Management of Cellulitis with Abscess
Incision and drainage is the cornerstone of treatment for cellulitis with abscess, and the presence of significant surrounding cellulitis mandates adjunctive antibiotic therapy—this dual approach is essential and distinguishes this condition from simple abscesses that require drainage alone. 1
Immediate Procedural Management
Perform incision and drainage emergently if any of the following are present: 1
- Systemic signs of infection or sepsis
- Immunosuppression
- Diabetes mellitus
- Diffuse cellulitis extending beyond abscess borders
The incision must provide adequate drainage while minimizing complications.

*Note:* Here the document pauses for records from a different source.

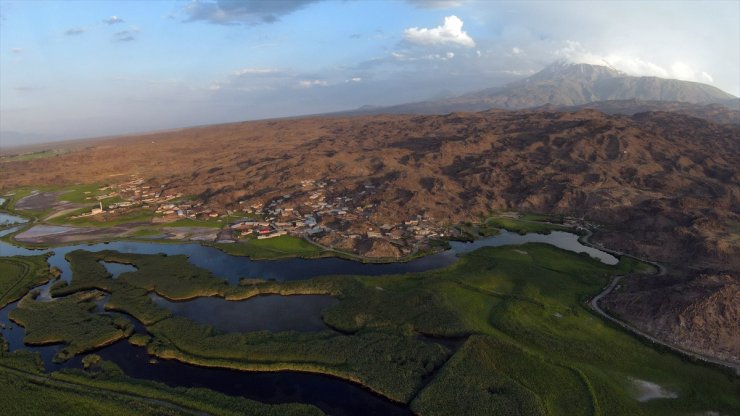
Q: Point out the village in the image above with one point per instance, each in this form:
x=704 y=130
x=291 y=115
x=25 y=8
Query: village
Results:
x=313 y=214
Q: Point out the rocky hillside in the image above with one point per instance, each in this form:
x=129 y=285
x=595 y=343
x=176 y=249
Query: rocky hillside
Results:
x=700 y=313
x=661 y=185
x=568 y=84
x=664 y=185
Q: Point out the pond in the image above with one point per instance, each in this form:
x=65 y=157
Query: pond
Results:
x=560 y=239
x=262 y=313
x=7 y=219
x=274 y=313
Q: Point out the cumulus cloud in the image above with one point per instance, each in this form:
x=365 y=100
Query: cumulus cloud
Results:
x=308 y=83
x=113 y=20
x=74 y=31
x=235 y=12
x=255 y=71
x=633 y=65
x=124 y=36
x=436 y=4
x=450 y=33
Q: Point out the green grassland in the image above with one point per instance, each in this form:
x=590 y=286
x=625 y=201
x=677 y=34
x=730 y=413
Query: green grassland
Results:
x=104 y=390
x=530 y=344
x=20 y=274
x=272 y=248
x=525 y=224
x=69 y=320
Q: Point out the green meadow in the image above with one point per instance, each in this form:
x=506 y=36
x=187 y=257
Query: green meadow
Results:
x=524 y=341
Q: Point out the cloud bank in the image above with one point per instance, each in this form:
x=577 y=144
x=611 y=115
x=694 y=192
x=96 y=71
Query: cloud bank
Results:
x=449 y=33
x=236 y=12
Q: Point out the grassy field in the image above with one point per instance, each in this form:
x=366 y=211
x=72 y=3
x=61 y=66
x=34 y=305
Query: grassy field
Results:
x=70 y=320
x=529 y=345
x=20 y=274
x=104 y=390
x=525 y=224
x=272 y=248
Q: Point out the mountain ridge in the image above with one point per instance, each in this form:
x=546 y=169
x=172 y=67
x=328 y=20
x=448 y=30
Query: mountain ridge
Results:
x=566 y=84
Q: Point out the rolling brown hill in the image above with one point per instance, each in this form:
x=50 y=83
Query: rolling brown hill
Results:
x=662 y=185
x=665 y=185
x=566 y=84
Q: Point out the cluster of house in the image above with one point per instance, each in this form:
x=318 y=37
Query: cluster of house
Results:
x=312 y=211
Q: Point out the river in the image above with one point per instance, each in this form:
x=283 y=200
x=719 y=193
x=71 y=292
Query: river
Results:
x=275 y=313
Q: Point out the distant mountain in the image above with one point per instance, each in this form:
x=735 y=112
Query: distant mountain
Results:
x=722 y=114
x=569 y=84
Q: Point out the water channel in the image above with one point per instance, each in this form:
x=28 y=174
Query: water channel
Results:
x=274 y=313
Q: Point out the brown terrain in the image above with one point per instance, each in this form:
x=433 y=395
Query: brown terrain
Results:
x=700 y=313
x=661 y=185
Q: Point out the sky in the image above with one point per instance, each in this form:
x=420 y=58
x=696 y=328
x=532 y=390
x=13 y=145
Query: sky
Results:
x=74 y=69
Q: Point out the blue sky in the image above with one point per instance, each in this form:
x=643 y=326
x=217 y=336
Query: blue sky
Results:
x=72 y=69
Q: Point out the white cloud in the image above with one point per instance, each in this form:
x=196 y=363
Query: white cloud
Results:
x=255 y=71
x=308 y=83
x=74 y=31
x=449 y=33
x=633 y=65
x=436 y=4
x=113 y=20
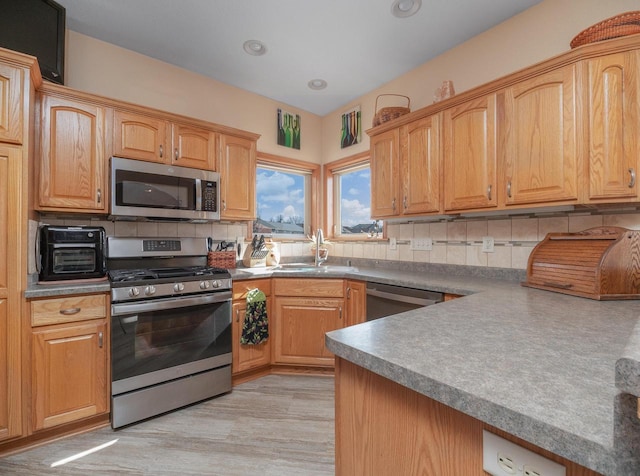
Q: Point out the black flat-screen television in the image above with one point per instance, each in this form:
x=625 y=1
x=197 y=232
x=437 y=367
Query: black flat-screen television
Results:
x=37 y=28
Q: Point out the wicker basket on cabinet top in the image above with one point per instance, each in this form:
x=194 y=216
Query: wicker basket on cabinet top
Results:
x=600 y=263
x=614 y=27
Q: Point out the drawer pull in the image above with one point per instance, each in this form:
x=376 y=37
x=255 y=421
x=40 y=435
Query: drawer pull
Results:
x=70 y=312
x=551 y=284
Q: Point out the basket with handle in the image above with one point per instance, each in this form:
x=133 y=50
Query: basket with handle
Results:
x=614 y=27
x=389 y=113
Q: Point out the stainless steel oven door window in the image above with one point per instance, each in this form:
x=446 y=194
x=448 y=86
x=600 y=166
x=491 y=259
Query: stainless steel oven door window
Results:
x=151 y=339
x=74 y=260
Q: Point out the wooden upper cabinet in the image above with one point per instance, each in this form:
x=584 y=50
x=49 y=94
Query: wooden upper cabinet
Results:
x=470 y=155
x=194 y=147
x=538 y=139
x=154 y=139
x=385 y=176
x=421 y=157
x=136 y=136
x=11 y=269
x=11 y=115
x=72 y=155
x=614 y=114
x=237 y=167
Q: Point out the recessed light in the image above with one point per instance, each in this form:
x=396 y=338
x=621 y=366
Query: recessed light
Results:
x=317 y=84
x=405 y=8
x=254 y=47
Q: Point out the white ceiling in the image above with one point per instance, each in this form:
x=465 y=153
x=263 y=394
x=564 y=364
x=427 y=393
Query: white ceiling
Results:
x=355 y=45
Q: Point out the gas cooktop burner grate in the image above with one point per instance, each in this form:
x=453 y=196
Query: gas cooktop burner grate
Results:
x=122 y=275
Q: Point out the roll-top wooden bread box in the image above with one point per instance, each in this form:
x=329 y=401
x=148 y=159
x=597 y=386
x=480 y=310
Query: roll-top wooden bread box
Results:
x=599 y=263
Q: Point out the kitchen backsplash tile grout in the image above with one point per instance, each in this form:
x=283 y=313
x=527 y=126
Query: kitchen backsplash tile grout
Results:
x=457 y=242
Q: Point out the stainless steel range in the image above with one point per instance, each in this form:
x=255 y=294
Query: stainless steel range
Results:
x=170 y=326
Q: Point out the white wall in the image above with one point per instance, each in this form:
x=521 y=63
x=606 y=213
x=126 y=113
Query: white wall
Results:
x=108 y=70
x=536 y=34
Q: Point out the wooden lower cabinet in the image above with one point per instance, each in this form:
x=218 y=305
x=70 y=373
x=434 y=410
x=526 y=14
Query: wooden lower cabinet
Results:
x=385 y=428
x=249 y=357
x=301 y=326
x=305 y=310
x=356 y=302
x=70 y=360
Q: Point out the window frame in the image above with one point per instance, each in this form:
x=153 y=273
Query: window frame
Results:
x=296 y=166
x=331 y=171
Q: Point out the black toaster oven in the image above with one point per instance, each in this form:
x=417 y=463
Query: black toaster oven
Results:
x=71 y=252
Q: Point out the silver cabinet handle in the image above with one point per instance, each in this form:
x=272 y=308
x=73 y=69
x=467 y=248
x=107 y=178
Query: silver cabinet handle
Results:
x=70 y=312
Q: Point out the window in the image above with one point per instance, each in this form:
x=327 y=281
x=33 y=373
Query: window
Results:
x=286 y=205
x=349 y=211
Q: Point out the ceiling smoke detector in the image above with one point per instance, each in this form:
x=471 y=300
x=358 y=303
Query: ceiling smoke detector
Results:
x=317 y=84
x=405 y=8
x=254 y=47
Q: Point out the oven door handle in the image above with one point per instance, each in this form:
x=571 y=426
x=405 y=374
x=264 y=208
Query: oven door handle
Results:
x=169 y=303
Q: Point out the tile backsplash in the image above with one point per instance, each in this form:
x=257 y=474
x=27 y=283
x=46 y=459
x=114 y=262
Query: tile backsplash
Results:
x=455 y=241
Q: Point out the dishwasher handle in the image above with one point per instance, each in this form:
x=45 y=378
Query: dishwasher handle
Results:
x=400 y=298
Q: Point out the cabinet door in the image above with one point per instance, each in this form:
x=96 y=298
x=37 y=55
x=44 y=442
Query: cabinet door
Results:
x=300 y=326
x=540 y=158
x=11 y=117
x=385 y=175
x=356 y=299
x=614 y=115
x=140 y=137
x=194 y=147
x=70 y=370
x=10 y=292
x=247 y=357
x=72 y=155
x=237 y=167
x=421 y=158
x=470 y=155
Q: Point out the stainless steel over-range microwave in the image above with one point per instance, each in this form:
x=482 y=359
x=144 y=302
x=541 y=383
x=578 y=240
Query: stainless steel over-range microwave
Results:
x=148 y=190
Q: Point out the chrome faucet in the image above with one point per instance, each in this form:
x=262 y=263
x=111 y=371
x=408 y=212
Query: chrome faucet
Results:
x=319 y=241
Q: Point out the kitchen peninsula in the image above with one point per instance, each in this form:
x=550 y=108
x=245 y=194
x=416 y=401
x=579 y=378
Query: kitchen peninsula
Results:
x=415 y=390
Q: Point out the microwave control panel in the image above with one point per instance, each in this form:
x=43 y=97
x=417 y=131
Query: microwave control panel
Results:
x=209 y=196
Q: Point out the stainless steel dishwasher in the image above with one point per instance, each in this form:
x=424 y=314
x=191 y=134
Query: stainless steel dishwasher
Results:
x=386 y=299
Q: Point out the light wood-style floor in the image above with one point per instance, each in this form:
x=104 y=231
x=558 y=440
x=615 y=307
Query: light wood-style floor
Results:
x=273 y=426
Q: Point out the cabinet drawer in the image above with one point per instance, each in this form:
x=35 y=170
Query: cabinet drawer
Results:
x=241 y=288
x=68 y=309
x=309 y=287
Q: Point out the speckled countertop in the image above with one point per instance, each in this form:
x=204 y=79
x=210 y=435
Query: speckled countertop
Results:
x=537 y=364
x=558 y=371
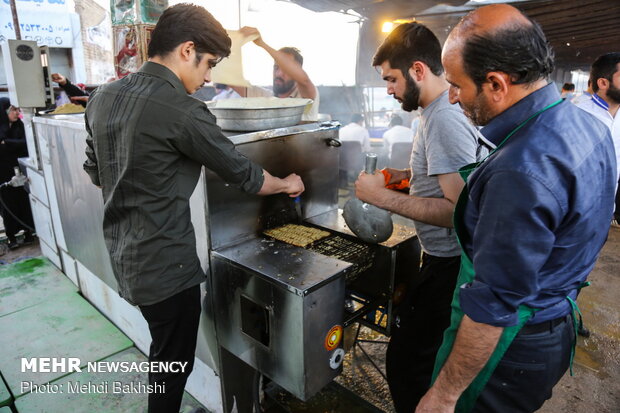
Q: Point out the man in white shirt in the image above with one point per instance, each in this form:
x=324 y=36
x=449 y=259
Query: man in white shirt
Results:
x=396 y=133
x=354 y=131
x=605 y=101
x=290 y=80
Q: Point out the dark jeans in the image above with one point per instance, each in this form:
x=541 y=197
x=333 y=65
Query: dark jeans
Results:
x=617 y=211
x=424 y=316
x=532 y=365
x=173 y=324
x=18 y=203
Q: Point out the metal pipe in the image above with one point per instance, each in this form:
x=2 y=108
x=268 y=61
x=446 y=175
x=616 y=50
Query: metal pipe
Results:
x=18 y=34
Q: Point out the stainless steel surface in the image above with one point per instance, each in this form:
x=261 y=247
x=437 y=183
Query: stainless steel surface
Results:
x=279 y=326
x=79 y=202
x=368 y=222
x=81 y=213
x=371 y=163
x=235 y=216
x=259 y=118
x=334 y=221
x=293 y=268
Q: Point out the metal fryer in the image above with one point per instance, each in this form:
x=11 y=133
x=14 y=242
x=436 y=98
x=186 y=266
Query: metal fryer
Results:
x=278 y=309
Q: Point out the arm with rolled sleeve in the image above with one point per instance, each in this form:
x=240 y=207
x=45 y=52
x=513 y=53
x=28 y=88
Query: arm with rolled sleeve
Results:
x=90 y=165
x=512 y=240
x=204 y=142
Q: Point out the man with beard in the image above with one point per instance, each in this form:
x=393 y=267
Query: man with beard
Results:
x=410 y=63
x=532 y=219
x=605 y=102
x=289 y=78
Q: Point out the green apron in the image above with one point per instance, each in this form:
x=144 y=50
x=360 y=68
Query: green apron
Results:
x=466 y=275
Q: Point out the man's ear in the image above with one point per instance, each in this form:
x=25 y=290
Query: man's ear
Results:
x=498 y=84
x=185 y=50
x=417 y=71
x=602 y=83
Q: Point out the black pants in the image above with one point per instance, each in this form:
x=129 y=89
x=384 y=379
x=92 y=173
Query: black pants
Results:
x=173 y=324
x=532 y=365
x=18 y=204
x=424 y=316
x=617 y=211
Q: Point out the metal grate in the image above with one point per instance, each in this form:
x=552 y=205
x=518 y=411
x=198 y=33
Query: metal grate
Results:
x=359 y=255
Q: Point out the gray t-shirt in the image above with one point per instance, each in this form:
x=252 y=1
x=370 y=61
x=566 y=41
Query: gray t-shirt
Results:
x=444 y=142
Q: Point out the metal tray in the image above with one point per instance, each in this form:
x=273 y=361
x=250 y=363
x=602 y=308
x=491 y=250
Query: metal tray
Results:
x=254 y=114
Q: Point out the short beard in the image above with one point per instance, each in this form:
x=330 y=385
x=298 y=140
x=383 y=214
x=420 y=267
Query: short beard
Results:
x=411 y=96
x=285 y=87
x=613 y=94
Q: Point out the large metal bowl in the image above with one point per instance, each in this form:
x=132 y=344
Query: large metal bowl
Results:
x=254 y=114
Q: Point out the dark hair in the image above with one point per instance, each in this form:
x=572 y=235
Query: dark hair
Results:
x=604 y=67
x=187 y=22
x=521 y=51
x=568 y=86
x=396 y=120
x=356 y=118
x=408 y=43
x=293 y=51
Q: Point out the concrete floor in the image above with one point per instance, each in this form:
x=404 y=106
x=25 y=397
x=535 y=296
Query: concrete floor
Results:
x=595 y=386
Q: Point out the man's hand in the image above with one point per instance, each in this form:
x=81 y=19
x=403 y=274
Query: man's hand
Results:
x=77 y=99
x=295 y=186
x=398 y=175
x=248 y=31
x=58 y=78
x=434 y=403
x=368 y=187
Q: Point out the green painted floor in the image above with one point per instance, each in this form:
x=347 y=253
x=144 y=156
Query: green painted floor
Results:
x=42 y=315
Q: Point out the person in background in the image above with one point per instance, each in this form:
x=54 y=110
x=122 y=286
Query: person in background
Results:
x=223 y=91
x=568 y=91
x=289 y=77
x=410 y=63
x=15 y=205
x=396 y=133
x=586 y=95
x=604 y=103
x=532 y=219
x=356 y=132
x=76 y=94
x=147 y=159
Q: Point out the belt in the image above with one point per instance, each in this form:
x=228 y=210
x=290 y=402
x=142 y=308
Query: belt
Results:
x=542 y=327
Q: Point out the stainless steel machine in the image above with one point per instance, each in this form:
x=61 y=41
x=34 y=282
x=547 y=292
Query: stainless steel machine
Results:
x=279 y=309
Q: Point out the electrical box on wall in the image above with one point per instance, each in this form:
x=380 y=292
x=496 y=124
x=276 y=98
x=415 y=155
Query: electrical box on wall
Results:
x=24 y=73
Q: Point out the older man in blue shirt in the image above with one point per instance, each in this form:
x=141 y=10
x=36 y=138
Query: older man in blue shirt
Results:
x=531 y=220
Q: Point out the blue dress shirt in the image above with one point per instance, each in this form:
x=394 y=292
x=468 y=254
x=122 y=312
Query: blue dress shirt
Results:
x=539 y=210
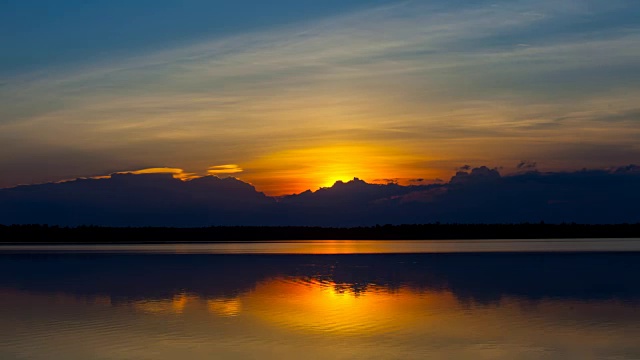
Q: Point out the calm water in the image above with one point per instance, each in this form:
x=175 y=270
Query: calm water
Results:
x=322 y=300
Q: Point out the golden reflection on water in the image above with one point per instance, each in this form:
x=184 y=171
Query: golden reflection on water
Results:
x=291 y=317
x=327 y=307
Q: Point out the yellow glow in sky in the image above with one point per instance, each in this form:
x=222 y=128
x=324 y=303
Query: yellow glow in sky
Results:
x=293 y=171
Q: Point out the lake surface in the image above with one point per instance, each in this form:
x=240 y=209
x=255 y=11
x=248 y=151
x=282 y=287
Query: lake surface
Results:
x=323 y=300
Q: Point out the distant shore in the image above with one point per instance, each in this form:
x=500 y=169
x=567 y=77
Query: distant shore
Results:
x=32 y=234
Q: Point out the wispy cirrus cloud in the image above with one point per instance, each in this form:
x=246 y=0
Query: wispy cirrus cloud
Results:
x=488 y=82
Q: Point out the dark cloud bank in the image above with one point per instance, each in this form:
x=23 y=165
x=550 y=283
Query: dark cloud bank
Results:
x=478 y=195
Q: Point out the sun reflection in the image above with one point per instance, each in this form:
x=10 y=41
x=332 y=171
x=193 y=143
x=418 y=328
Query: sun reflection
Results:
x=224 y=307
x=341 y=309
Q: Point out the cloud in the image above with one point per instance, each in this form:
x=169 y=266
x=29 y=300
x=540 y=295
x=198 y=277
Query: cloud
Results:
x=176 y=172
x=434 y=80
x=224 y=169
x=482 y=195
x=526 y=164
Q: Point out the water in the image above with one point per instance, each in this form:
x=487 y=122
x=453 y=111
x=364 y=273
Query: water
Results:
x=225 y=301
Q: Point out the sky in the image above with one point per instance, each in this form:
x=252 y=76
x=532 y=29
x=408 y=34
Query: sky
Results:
x=294 y=95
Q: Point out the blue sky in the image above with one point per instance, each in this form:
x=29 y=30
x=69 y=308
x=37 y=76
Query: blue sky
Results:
x=306 y=93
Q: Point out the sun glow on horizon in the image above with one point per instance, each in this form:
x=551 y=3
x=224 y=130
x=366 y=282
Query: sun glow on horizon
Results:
x=297 y=170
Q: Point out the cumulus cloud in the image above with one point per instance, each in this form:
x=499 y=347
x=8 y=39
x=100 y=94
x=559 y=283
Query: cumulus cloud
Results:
x=224 y=169
x=481 y=195
x=526 y=165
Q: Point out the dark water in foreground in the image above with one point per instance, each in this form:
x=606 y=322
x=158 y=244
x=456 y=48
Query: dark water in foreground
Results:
x=116 y=304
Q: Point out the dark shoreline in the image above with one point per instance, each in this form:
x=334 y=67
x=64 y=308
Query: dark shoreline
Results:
x=43 y=234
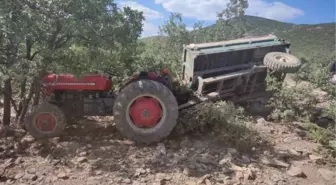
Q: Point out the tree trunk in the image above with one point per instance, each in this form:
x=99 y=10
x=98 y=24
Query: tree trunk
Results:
x=26 y=102
x=7 y=98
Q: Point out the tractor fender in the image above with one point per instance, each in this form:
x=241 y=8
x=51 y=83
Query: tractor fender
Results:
x=147 y=76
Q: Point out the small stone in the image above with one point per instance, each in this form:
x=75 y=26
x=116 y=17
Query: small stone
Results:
x=19 y=175
x=81 y=159
x=127 y=181
x=98 y=172
x=239 y=175
x=288 y=140
x=186 y=171
x=317 y=159
x=300 y=132
x=227 y=159
x=246 y=159
x=274 y=162
x=82 y=154
x=161 y=176
x=230 y=182
x=250 y=175
x=18 y=160
x=208 y=182
x=139 y=171
x=332 y=144
x=202 y=179
x=31 y=171
x=296 y=172
x=162 y=148
x=27 y=139
x=327 y=174
x=190 y=182
x=62 y=175
x=261 y=121
x=232 y=151
x=34 y=177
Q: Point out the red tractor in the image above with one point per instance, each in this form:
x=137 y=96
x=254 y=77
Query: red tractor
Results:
x=145 y=109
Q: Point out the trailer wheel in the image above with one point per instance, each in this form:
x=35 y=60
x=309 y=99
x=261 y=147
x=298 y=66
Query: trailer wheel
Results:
x=145 y=111
x=282 y=62
x=46 y=122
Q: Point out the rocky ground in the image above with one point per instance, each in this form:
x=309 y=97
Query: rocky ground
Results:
x=93 y=152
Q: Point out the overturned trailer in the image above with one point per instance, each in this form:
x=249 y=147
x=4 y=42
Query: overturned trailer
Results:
x=235 y=69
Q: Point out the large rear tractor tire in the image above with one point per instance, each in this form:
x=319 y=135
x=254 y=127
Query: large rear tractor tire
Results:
x=47 y=121
x=145 y=111
x=282 y=62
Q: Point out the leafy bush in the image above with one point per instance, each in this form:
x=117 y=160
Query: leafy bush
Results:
x=290 y=103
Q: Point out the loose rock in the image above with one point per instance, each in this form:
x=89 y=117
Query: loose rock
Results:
x=274 y=162
x=81 y=159
x=332 y=144
x=317 y=159
x=296 y=172
x=19 y=175
x=62 y=175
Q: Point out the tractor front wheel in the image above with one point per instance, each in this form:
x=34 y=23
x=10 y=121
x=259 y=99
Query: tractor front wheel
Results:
x=145 y=111
x=46 y=122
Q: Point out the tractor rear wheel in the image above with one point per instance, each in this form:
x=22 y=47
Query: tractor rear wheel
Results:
x=145 y=111
x=46 y=122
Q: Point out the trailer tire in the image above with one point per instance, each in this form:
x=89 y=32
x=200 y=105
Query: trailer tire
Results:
x=134 y=93
x=49 y=117
x=282 y=62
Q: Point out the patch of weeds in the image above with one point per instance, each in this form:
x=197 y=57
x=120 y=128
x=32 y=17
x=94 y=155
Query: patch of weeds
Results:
x=228 y=123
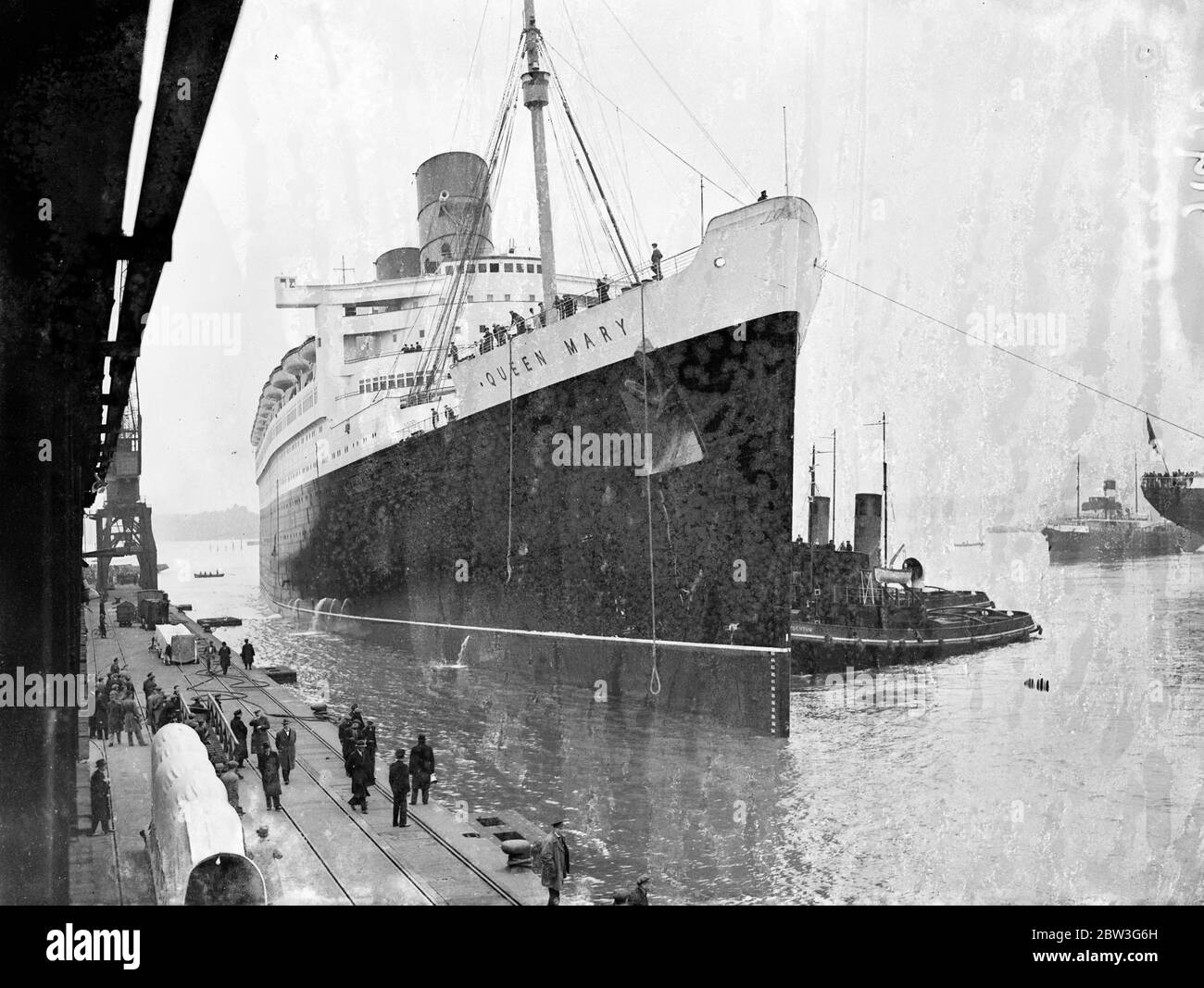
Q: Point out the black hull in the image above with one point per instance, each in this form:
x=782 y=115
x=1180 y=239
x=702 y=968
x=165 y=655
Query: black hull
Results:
x=550 y=570
x=1176 y=502
x=1119 y=542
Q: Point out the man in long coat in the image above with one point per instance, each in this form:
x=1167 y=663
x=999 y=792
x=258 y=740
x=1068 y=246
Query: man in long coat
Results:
x=553 y=862
x=116 y=716
x=240 y=735
x=287 y=747
x=101 y=810
x=270 y=774
x=359 y=779
x=421 y=768
x=398 y=782
x=370 y=750
x=132 y=719
x=99 y=721
x=230 y=780
x=259 y=740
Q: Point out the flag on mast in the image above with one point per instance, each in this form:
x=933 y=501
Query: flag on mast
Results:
x=1154 y=442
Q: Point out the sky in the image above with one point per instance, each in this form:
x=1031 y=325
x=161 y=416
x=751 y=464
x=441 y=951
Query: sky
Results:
x=973 y=161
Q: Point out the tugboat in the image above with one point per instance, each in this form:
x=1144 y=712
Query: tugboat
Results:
x=855 y=613
x=850 y=610
x=1103 y=530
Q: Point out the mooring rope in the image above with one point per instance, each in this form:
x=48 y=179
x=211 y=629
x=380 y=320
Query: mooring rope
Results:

For perianal locations, keep the incision as close as possible to the anal verge to minimize fistula tract length. 1
Antibiotic Therapy: When and What
Indications for Antibiotics
The presence of significant cellulitis surrounding the abscess is an absolute indication for antibiotics, unlike simple abscesses where drainage alone suffices. 2, 1 Additional indications include: 1
- Systemic signs of infection (fever, SIRS)
- Immunocompromised state
- Incomplete source control after drainage
- Diabetes mellitus
Antibiotic Selection Algorithm
For mild-to-moderate cases without MRSA risk factors:
- First-line oral agents: Cephalexin, dicloxacillin, amoxicillin-clavulanate, or clindamycin 1
- These target streptococci and methicillin-sensitive Staphylococcus aureus (MSSA), the most common pathogens 2
For cases with MRSA risk factors (penetrating trauma, injection drug use, purulent drainage, known MRSA colonization, or SIRS):
- Dual coverage required: Vancomycin, daptomycin, linezolid, or telavancin for inpatient management 2
- Oral options: Clindamycin alone (covers both streptococci and MRSA), or combine trimethoprim-sulfamethoxazole or doxycycline with a beta-lactam 2
For severely compromised patients:
- Broad-spectrum empiric coverage: Vancomycin plus piperacillin-tazobactam or imipenem-meropenem 2
- This covers gram-positive, gram-negative, and anaerobic organisms 1
Antibiotic Duration
5-7 days is sufficient if clinical improvement occurs by day 5 2, 1. Extend to 7-14 days for more severe infections or if improvement is inadequate. 2, 1 This shorter duration is supported by high-quality evidence showing 5-day courses are as effective as 10-day courses when improvement is documented. 2
Adjunctive Measures
Elevation of the affected area is essential to promote gravity drainage of edema and inflammatory substances. 2
Address predisposing factors: 2
- For lower extremity cellulitis, carefully examine interdigital toe spaces
- Treat tinea pedis, fissuring, scaling, or maceration to eradicate pathogen colonization
- Manage underlying venous insufficiency, lymphedema, or eczema
Disposition: Inpatient vs Outpatient
Hospitalize if any of the following are present: 2, 1
- SIRS or sepsis
- Hemodynamic instability or altered mental status
- Severe immunocompromise
- Concern for deeper or necrotizing infection
- Poor adherence to outpatient therapy
Outpatient management is appropriate for patients without systemic signs, with stable vital signs, and reliable follow-up. 2
Culture Considerations
Cultures are not routinely recommended for typical cellulitis with abscess. 2 However, obtain blood cultures and consider tissue cultures in: 2
- Malignancy on chemotherapy
- Neutropenia
- Severe cell-mediated immunodeficiency
- Immersion injuries or animal bites
- Recurrent abscesses (culture early and treat based on pathogen isolated) 2
Common Pitfall
Do not assume MRSA is the primary pathogen in typical cellulitis. Beta-lactam monotherapy (cefazolin, oxacillin) is successful in 96% of cellulitis cases, even in settings with high MRSA prevalence for other infections. 2 Reserve MRSA coverage for specific risk factors outlined above to avoid unnecessary broad-spectrum antibiotic use.